Дальнейшее развитие понятия «первоначало» и «бесконечное» получили в философии пифагорейцев. Их заслуга заключается в том, что они ввели в философию и систематически исследовали количественные отношения[46] и числа, но в то же время благодаря этому вся их философия приобрела мистический числовой характер.

Основное положение пифагоровской философии гласит, «что элементы чисел суть элементы всего существующего и что все небо есть гармония и число» [Метафизика, 986а2—3][47].

Здесь шаг вперед заключается в том, что первоначало природы было выражено как нечто нечувственное, бестелесное[48].

Однако этот отрыв от чувственных представлений не мог быть полным из-за своей обратной стороны – [проблемы] превращения числа в субстанцию, [проблемы] его объективирования.

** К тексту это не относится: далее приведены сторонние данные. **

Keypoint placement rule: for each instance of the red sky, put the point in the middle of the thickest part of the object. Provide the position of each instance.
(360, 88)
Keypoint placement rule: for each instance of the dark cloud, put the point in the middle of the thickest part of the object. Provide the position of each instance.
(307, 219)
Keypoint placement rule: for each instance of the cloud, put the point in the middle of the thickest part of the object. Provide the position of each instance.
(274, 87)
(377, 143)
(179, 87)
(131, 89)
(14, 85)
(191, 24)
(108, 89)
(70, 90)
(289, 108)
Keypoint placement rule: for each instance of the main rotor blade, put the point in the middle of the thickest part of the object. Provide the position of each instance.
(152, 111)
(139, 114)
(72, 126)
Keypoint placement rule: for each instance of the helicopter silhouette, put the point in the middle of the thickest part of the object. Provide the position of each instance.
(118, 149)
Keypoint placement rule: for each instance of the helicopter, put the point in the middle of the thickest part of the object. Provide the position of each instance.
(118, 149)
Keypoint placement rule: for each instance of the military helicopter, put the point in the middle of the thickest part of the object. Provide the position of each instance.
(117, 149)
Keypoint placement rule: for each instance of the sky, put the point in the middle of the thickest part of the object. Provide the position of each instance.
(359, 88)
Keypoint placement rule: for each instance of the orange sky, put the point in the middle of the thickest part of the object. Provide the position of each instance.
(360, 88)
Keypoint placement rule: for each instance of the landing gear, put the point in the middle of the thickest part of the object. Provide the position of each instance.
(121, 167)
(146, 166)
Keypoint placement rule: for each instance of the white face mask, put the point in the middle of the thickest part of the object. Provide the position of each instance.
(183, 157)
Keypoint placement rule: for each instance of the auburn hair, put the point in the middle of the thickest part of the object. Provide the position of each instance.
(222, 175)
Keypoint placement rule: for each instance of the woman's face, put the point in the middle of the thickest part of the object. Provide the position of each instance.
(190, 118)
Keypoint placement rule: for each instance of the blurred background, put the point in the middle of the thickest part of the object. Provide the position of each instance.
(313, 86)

Отсюда сразу же возникал целый ряд противоречий. Абстракция первоначала может быть понята только как абстракция всеобщего, как абстракция существования. Здесь же в основание абстракции положено не всеобщее свойство существования, а особенное, частное свойство вещей – величина и мера. Как бы ни определяли числа пифагорейцы, каким бы абстрактным содержанием они их ни наделяли, в сознании каждого человека числа выступают как особенная количественная характеристика, и попытка положить их в основание всех свойств объективного мира вызывает возражения. Так Аристотель справедливо говорит: «они [пифагорейцы] ничего не говорят о том, откуда возникает движение, если (как они считают) в основе лежат только предел и беспредельное, нечетное и четное, и каким образом возникновение и уничтожение или действия несущихся по небу тел возможны без движения и изменения», и дальше: «если согласиться с ними, что из этих начал образуется величина ‹…›, то все же каким образом получается, что одни тела легкие, а другие тяжелые?» [Метафизика, 990а8—13].

Кроме того, возникают возражения со стороны чувственности: «Где находятся числа? ‹…› Они не суть непосредственно сами вещи, ибо вещь, субстанция, отнюдь не является числом; тело не имеет с ним никакого сходства» [Гегель, 1932, IX, с. 195].

Пифагорейцы сделали также большой шаг вперед в основании абстрактной формы понятий. «Существуют три разных способа мыслить вещи: во-первых, со стороны различия; во-вторых, со стороны противоположности; в-третьих, со стороны отношения. То, что рассматривается со стороны одного лишь различия, рассматривается само по себе; это – субъекты, каждый из которых соотносится только с самим собой, например лошадь, растение, земля, воздух, вода, огонь. Они мыслятся отрешенно, не в отношении к другому. ‹…› Со стороны противоположности одно определяется нами как всецело противоположное другому, например добро и зло, справедливое и несправедливое, святое и несвятое, покой и движение и т. д. Со стороны отношения мыслится предмет, определяемый по своему безразличному отношению к другому, как, например, лежащее направо и лежащее налево, верхнее и нижнее, двойное и половинное» (Секст Эмпирик) (цит. по [Гегель, 1932, IX, с. 192])[49].

Эти успехи в понимании отношений между абстракциями позволили пифагорейцам сделать шаг вперед в осознании действительного содержания абстракции бесконечного. В соответствии со своей классификацией они отнесли бесконечное к противоположностям, то есть к тем «вещам», которые определяются «как всецело противоположные другому». Противоположностью бесконечному (безграничному) в пифагорейской таблице противоположностей[50] была граница.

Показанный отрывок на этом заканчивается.